Frequently asked questions
- What is a collar on UBR?
- A collar on UBR is the collar strategy applied to UBR (etf). The strategy is structurally neutral (protective): A collar pairs long stock with a protective out-of-the-money put financed by a short out-of-the-money call, capping both tails of the position around the current spot. With UBR etf trading near $32.27, the strikes shown on this page are snapped to the nearest listed UBR chain strike and the premiums come straight from the end-of-day bid/ask midpoint.
- How are UBR collar max profit and max loss calculated?
- Max profit roughly equals short-call strike minus cost basis plus net premium; max loss roughly equals cost basis minus long-put strike minus net premium. Breakeven shifts by the net premium. For the UBR collar priced from the end-of-day chain at a 30-day expiry (ATM IV 61.40%), the computed maximum profit is unbounded per contract and the computed maximum loss is unbounded per contract.

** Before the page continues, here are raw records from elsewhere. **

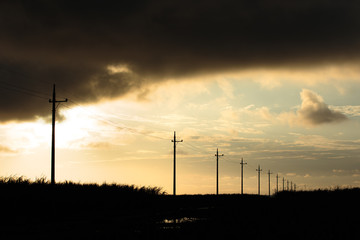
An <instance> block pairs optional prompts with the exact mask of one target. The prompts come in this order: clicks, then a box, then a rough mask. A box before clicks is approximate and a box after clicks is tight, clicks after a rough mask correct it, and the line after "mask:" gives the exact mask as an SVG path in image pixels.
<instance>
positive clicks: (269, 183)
mask: <svg viewBox="0 0 360 240" xmlns="http://www.w3.org/2000/svg"><path fill="white" fill-rule="evenodd" d="M171 142H173V143H174V174H173V177H174V179H173V195H176V144H177V143H180V142H183V140H176V132H175V131H174V139H173V140H171ZM223 156H224V154H219V149H218V148H217V149H216V154H215V157H216V195H219V157H223ZM246 164H247V163H246V162H244V159H243V158H241V162H240V165H241V170H240V174H241V175H240V180H241V182H240V189H241V190H240V192H241V194H243V193H244V165H246ZM256 171H257V172H258V195H260V173H261V171H262V169H261V168H260V165H258V168H257V169H256ZM267 174H268V183H269V196H270V195H271V184H270V175H271V174H273V173H272V172H271V171H270V170H269V171H268V172H267ZM284 181H285V180H284V178H283V191H285V187H284ZM293 186H294V188H293ZM286 190H287V191H296V184H294V185H293V182H291V188H289V180H287V188H286ZM276 192H279V174H276Z"/></svg>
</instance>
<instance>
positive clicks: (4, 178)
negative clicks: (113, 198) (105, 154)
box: [0, 176, 165, 195]
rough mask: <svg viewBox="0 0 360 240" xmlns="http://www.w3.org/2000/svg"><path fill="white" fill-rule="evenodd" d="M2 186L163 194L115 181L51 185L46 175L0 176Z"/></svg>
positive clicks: (59, 183)
mask: <svg viewBox="0 0 360 240" xmlns="http://www.w3.org/2000/svg"><path fill="white" fill-rule="evenodd" d="M3 186H17V187H20V186H42V187H44V188H49V187H52V188H55V189H68V190H93V191H104V190H105V191H109V192H118V193H127V194H130V193H133V194H135V193H138V194H149V195H163V194H165V192H164V191H162V189H161V188H160V187H144V186H142V187H139V186H135V185H126V184H116V183H111V184H107V183H103V184H97V183H75V182H72V181H65V182H58V183H56V184H55V185H54V186H51V184H50V181H49V180H47V179H46V177H41V178H36V179H35V181H31V180H30V179H28V178H26V177H24V176H9V177H0V187H3Z"/></svg>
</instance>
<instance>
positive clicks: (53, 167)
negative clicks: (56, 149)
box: [49, 84, 67, 185]
mask: <svg viewBox="0 0 360 240" xmlns="http://www.w3.org/2000/svg"><path fill="white" fill-rule="evenodd" d="M62 102H67V98H66V99H65V100H61V101H58V100H56V92H55V84H54V88H53V98H52V99H49V103H52V136H51V184H52V185H53V184H55V117H56V108H57V107H58V106H59V105H60V103H62ZM56 103H59V104H58V105H56Z"/></svg>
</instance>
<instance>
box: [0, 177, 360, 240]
mask: <svg viewBox="0 0 360 240" xmlns="http://www.w3.org/2000/svg"><path fill="white" fill-rule="evenodd" d="M359 200H360V189H357V188H355V189H342V190H340V189H338V190H332V191H329V190H318V191H311V192H308V191H306V192H280V193H278V194H276V195H274V196H272V197H267V196H257V195H237V194H233V195H219V196H216V195H181V196H171V195H167V194H165V193H164V192H163V191H161V189H159V188H156V187H153V188H152V187H136V186H128V185H117V184H110V185H109V184H103V185H97V184H75V183H72V182H65V183H60V184H56V185H54V186H51V185H50V184H49V183H48V182H47V181H46V180H45V179H38V180H36V181H35V182H31V181H29V180H27V179H24V178H2V179H0V203H1V205H0V206H1V209H2V211H1V225H0V226H1V228H0V238H1V239H9V238H12V239H14V238H29V237H32V238H37V239H38V238H43V239H49V238H55V239H64V238H73V239H205V238H211V239H213V238H214V237H219V238H221V239H234V238H235V237H236V238H244V239H264V238H269V237H271V238H274V239H275V238H277V239H348V238H349V239H350V238H351V237H352V238H353V236H354V234H355V236H356V235H357V227H358V226H359V223H360V220H359V217H358V216H359V213H360V208H359V206H358V204H359V202H360V201H359Z"/></svg>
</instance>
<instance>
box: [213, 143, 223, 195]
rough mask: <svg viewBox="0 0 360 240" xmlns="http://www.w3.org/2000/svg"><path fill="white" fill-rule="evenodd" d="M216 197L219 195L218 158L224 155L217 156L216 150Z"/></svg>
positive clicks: (215, 154)
mask: <svg viewBox="0 0 360 240" xmlns="http://www.w3.org/2000/svg"><path fill="white" fill-rule="evenodd" d="M215 156H216V195H219V156H220V157H222V156H224V154H221V155H219V149H218V148H217V149H216V154H215Z"/></svg>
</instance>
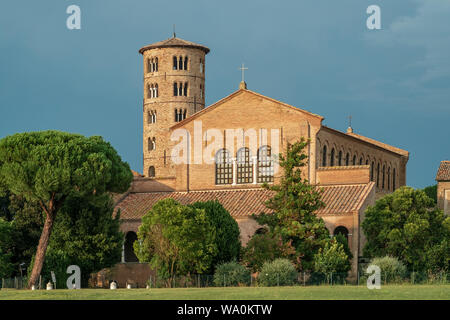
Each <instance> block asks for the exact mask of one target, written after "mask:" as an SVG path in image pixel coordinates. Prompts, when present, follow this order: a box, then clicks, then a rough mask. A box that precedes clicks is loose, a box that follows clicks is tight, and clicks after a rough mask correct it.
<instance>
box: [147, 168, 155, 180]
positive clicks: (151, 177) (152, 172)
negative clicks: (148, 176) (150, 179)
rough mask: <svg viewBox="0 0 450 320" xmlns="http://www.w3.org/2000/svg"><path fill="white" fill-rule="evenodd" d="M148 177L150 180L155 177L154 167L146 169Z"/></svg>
mask: <svg viewBox="0 0 450 320" xmlns="http://www.w3.org/2000/svg"><path fill="white" fill-rule="evenodd" d="M148 176H149V177H150V178H154V177H155V167H154V166H150V167H149V168H148Z"/></svg>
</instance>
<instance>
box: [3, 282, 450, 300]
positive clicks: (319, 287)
mask: <svg viewBox="0 0 450 320" xmlns="http://www.w3.org/2000/svg"><path fill="white" fill-rule="evenodd" d="M6 299H9V300H25V299H32V300H40V299H60V300H67V299H68V300H78V299H82V300H110V299H114V300H142V299H144V300H145V299H151V300H215V299H217V300H219V299H220V300H240V299H250V300H264V299H274V300H311V299H312V300H326V299H350V300H357V299H393V300H397V299H398V300H400V299H433V300H436V299H445V300H450V285H386V286H382V287H381V289H379V290H376V289H373V290H369V289H367V288H366V287H364V286H311V287H301V286H299V287H272V288H267V287H261V288H258V287H251V288H246V287H242V288H236V287H233V288H186V289H185V288H178V289H129V290H127V289H118V290H107V289H81V290H52V291H45V290H41V291H31V290H14V289H5V290H0V300H6Z"/></svg>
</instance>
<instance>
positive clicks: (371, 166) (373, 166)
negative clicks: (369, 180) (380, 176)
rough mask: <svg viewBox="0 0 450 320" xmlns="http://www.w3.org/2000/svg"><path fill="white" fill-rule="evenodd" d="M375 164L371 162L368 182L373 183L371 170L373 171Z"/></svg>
mask: <svg viewBox="0 0 450 320" xmlns="http://www.w3.org/2000/svg"><path fill="white" fill-rule="evenodd" d="M374 167H375V164H374V162H373V161H372V165H371V166H370V181H373V170H374Z"/></svg>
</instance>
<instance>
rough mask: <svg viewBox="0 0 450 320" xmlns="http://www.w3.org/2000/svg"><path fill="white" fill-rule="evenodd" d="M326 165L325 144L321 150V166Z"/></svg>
mask: <svg viewBox="0 0 450 320" xmlns="http://www.w3.org/2000/svg"><path fill="white" fill-rule="evenodd" d="M326 166H327V146H323V151H322V167H326Z"/></svg>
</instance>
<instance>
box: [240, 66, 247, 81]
mask: <svg viewBox="0 0 450 320" xmlns="http://www.w3.org/2000/svg"><path fill="white" fill-rule="evenodd" d="M239 70H241V71H242V82H244V74H245V70H248V68H246V67H244V64H242V66H241V67H240V68H239Z"/></svg>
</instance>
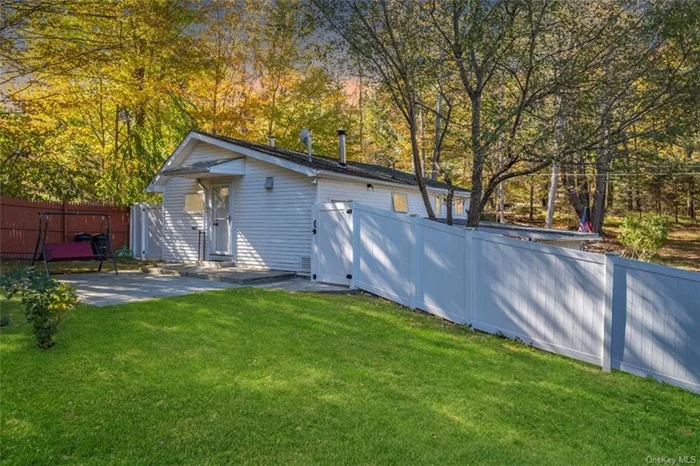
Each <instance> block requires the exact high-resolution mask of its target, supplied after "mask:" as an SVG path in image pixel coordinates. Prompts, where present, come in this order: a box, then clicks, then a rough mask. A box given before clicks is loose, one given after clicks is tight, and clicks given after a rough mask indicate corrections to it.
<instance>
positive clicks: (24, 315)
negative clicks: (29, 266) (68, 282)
mask: <svg viewBox="0 0 700 466" xmlns="http://www.w3.org/2000/svg"><path fill="white" fill-rule="evenodd" d="M2 285H3V287H4V288H5V291H6V292H7V295H8V297H9V298H12V297H13V296H15V295H17V296H19V297H20V298H21V301H22V305H23V307H24V316H25V318H26V319H27V322H29V323H30V324H31V325H32V329H33V332H34V336H35V338H36V343H37V346H38V347H39V348H42V349H48V348H51V347H52V346H53V345H54V341H53V336H54V334H55V333H56V331H57V330H58V324H59V323H60V322H61V320H62V319H63V317H64V316H65V314H66V312H68V311H69V310H71V309H73V308H74V307H75V305H76V304H77V302H78V297H77V295H76V294H75V289H74V288H73V287H71V286H70V285H68V284H66V283H61V282H59V281H57V280H54V279H53V278H50V277H47V276H46V275H45V274H43V273H39V272H37V271H36V270H35V269H34V268H31V267H30V268H27V269H22V270H15V271H11V272H7V273H6V274H5V275H3V277H2Z"/></svg>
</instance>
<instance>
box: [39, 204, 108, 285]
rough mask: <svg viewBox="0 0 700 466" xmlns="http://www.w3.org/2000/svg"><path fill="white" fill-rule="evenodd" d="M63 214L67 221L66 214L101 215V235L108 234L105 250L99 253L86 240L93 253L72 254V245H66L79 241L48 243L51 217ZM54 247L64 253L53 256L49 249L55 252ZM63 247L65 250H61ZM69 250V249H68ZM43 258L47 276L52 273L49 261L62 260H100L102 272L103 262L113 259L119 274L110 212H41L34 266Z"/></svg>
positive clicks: (98, 233)
mask: <svg viewBox="0 0 700 466" xmlns="http://www.w3.org/2000/svg"><path fill="white" fill-rule="evenodd" d="M57 215H60V216H63V221H64V222H65V221H66V218H65V216H67V215H72V216H84V215H90V216H99V217H100V232H99V233H98V234H99V235H103V234H104V235H106V237H107V240H106V244H105V250H104V251H103V253H102V254H100V251H97V253H95V252H93V251H92V244H90V243H87V242H85V244H89V245H90V249H91V254H90V255H71V251H70V250H69V249H70V247H68V248H66V246H68V245H71V244H76V243H79V242H76V241H74V242H72V243H46V239H47V238H48V235H49V231H50V229H51V217H52V216H57ZM54 249H58V250H59V251H60V252H62V254H59V257H58V258H53V257H52V256H53V254H48V253H47V250H48V251H51V252H53V250H54ZM61 249H63V251H61ZM66 250H68V251H66ZM40 258H41V259H43V261H44V267H45V268H46V276H47V277H50V276H51V273H50V271H49V262H62V261H99V262H100V265H99V267H98V268H97V271H98V272H102V264H103V263H104V261H105V260H111V261H112V264H113V265H114V273H115V275H119V271H118V269H117V258H116V257H115V256H114V249H113V248H112V236H111V234H110V223H109V214H106V213H103V212H39V236H38V237H37V239H36V246H35V247H34V256H33V257H32V266H34V264H35V263H36V261H37V260H39V259H40Z"/></svg>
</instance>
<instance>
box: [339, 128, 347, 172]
mask: <svg viewBox="0 0 700 466" xmlns="http://www.w3.org/2000/svg"><path fill="white" fill-rule="evenodd" d="M346 164H347V161H346V160H345V130H344V129H339V130H338V165H340V166H341V167H344V166H345V165H346Z"/></svg>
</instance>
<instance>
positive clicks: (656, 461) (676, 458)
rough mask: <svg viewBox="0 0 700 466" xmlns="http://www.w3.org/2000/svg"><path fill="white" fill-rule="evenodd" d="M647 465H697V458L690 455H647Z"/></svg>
mask: <svg viewBox="0 0 700 466" xmlns="http://www.w3.org/2000/svg"><path fill="white" fill-rule="evenodd" d="M646 463H647V464H662V465H664V464H672V465H677V464H698V457H697V456H691V455H679V456H665V455H664V456H653V455H649V456H647V457H646Z"/></svg>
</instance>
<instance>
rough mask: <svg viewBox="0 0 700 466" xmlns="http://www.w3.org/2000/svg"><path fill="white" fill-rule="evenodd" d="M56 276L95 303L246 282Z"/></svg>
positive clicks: (308, 284)
mask: <svg viewBox="0 0 700 466" xmlns="http://www.w3.org/2000/svg"><path fill="white" fill-rule="evenodd" d="M54 278H56V279H58V280H61V281H63V282H66V283H69V284H71V285H72V286H74V287H75V288H76V290H77V293H78V297H79V298H80V301H81V302H83V303H85V304H90V305H93V306H111V305H115V304H126V303H132V302H137V301H145V300H149V299H156V298H165V297H168V296H182V295H186V294H191V293H203V292H205V291H211V290H219V289H224V288H241V286H242V285H236V284H233V283H227V282H223V281H214V280H202V279H200V278H189V277H182V276H179V275H154V274H146V273H141V272H137V271H125V272H120V273H119V275H115V274H114V273H112V272H109V273H108V272H102V273H78V274H66V275H56V276H55V277H54ZM248 286H257V287H261V288H274V289H282V290H289V291H303V292H319V293H349V292H350V290H348V288H346V287H342V286H334V285H326V284H323V283H315V282H311V281H310V280H306V279H303V278H294V279H290V280H284V281H279V282H261V283H256V284H253V285H248Z"/></svg>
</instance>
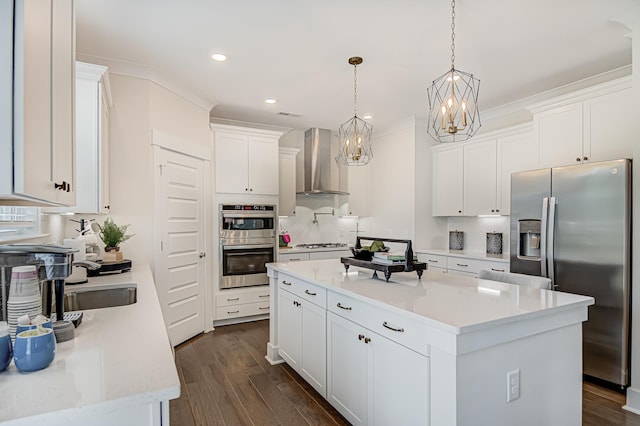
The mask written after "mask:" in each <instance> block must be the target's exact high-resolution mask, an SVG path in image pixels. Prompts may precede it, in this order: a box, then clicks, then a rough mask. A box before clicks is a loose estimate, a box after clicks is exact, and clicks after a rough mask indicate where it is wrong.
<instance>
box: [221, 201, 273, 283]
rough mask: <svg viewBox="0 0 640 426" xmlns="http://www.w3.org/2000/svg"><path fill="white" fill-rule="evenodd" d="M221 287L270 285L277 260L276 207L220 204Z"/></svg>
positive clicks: (272, 205) (240, 204) (244, 204)
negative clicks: (267, 267)
mask: <svg viewBox="0 0 640 426" xmlns="http://www.w3.org/2000/svg"><path fill="white" fill-rule="evenodd" d="M219 218H220V226H219V229H220V288H221V289H228V288H237V287H249V286H256V285H268V284H269V278H268V277H267V268H266V267H265V264H266V263H269V262H274V261H275V257H276V256H275V250H276V245H275V243H276V206H275V205H272V204H260V205H253V204H240V205H238V204H220V206H219Z"/></svg>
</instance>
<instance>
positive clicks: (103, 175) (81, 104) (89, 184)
mask: <svg viewBox="0 0 640 426" xmlns="http://www.w3.org/2000/svg"><path fill="white" fill-rule="evenodd" d="M75 94H76V119H75V125H76V182H77V184H76V203H75V205H74V206H72V207H57V208H50V209H47V210H48V211H51V212H74V213H89V214H97V213H103V214H108V213H109V207H110V206H109V110H110V109H111V105H112V101H111V92H110V88H109V74H108V68H107V67H104V66H101V65H94V64H87V63H84V62H76V90H75Z"/></svg>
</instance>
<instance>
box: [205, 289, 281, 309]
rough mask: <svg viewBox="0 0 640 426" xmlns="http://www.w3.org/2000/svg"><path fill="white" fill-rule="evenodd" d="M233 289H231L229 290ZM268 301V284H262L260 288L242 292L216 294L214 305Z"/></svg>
mask: <svg viewBox="0 0 640 426" xmlns="http://www.w3.org/2000/svg"><path fill="white" fill-rule="evenodd" d="M231 291H233V290H231ZM260 302H266V303H267V304H268V303H269V286H263V287H262V288H261V289H260V290H254V291H250V292H242V293H229V294H225V293H222V294H218V295H217V296H216V306H217V307H221V306H232V305H244V304H245V303H260Z"/></svg>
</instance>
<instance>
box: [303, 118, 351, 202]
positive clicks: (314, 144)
mask: <svg viewBox="0 0 640 426" xmlns="http://www.w3.org/2000/svg"><path fill="white" fill-rule="evenodd" d="M335 149H337V147H336V148H335ZM335 149H334V144H333V143H332V138H331V130H327V129H319V128H312V129H308V130H306V131H305V132H304V145H303V149H302V151H303V152H302V156H300V157H302V161H303V162H304V164H303V179H302V180H301V181H298V187H297V188H296V189H297V192H296V194H297V195H308V196H322V195H325V196H326V195H349V193H348V192H346V191H341V190H340V186H341V185H340V183H341V182H340V169H341V166H340V165H339V164H338V163H337V162H336V161H335V157H336V155H337V152H335ZM301 182H302V184H303V187H300V183H301Z"/></svg>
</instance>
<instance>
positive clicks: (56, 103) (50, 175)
mask: <svg viewBox="0 0 640 426" xmlns="http://www.w3.org/2000/svg"><path fill="white" fill-rule="evenodd" d="M12 6H13V7H12ZM0 7H2V10H1V12H2V13H0V15H1V16H2V17H1V18H0V19H2V21H1V22H0V23H1V24H2V25H0V27H2V30H0V55H1V58H0V59H1V60H2V61H1V62H2V73H0V85H1V87H2V92H3V93H4V94H6V95H7V96H3V97H2V98H3V99H2V101H0V102H2V106H1V108H0V128H1V129H2V130H0V132H2V137H1V138H0V140H1V142H0V148H2V152H3V153H5V154H7V155H3V157H4V158H3V159H2V160H0V199H2V202H3V203H4V204H44V205H46V204H50V205H51V204H54V205H55V204H58V205H72V204H74V203H75V172H74V170H75V167H74V166H75V161H74V155H75V143H74V117H73V108H74V100H73V96H74V68H73V67H74V58H75V23H74V5H73V0H60V1H58V0H56V1H52V0H34V1H25V0H21V1H15V2H4V3H3V4H2V6H0ZM12 30H13V31H12ZM12 129H13V134H12ZM11 154H12V155H11Z"/></svg>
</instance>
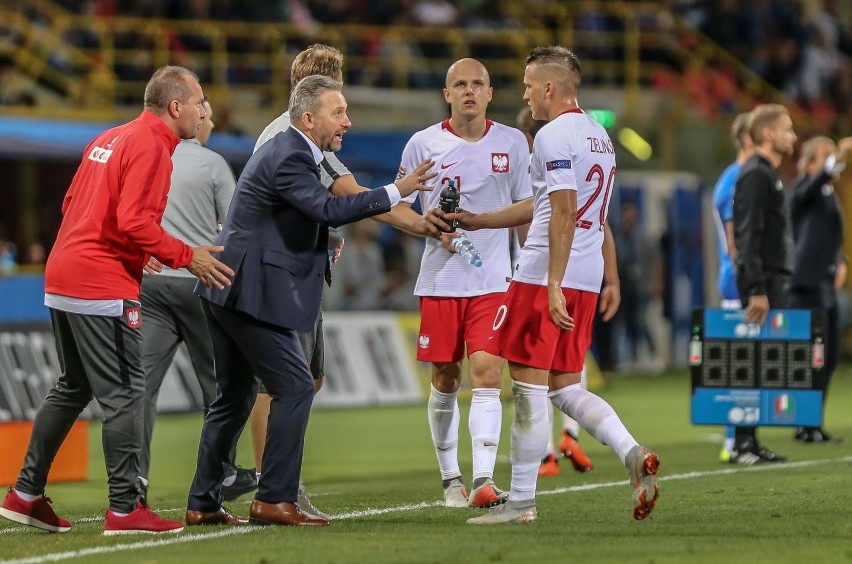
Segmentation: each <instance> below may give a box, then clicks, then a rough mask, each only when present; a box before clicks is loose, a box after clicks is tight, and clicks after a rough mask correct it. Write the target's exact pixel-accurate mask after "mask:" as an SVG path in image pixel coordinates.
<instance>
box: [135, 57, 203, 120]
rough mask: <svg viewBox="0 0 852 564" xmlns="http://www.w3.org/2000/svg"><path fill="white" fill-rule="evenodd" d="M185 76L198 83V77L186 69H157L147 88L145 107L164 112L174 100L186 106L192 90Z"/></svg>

Live intraday quotes will differ as the chain moves through the trading session.
- What is the breakeven for a UBR collar?
- The breakeven for the UBR collar priced on this page is no defined breakeven on the modeled curve at expiration, derived from end-of-day chain premiums. Breakeven is the underlying price at which the strategy's P&L crosses zero ignoring transaction costs and assignment risk. The current UBR market-implied 1-standard-deviation expected move is approximately 17.60%; if the move sits well outside the breakeven distance, the structure's risk-reward becomes correspondingly tighter.
- When should you consider a collar on UBR?
- Collars on UBR hedge an existing long UBR etf position; the long put sets a floor while the short call finances it, often run as a near-zero-cost hedge during expected volatility windows.
- How does current UBR implied volatility affect this collar?
- UBR ATM IV is at 61.40% with IV rank near 39.16%, which is mid-range against its 1-year history. Strategy selection depends more on directional thesis and expected move than on a strong IV signal.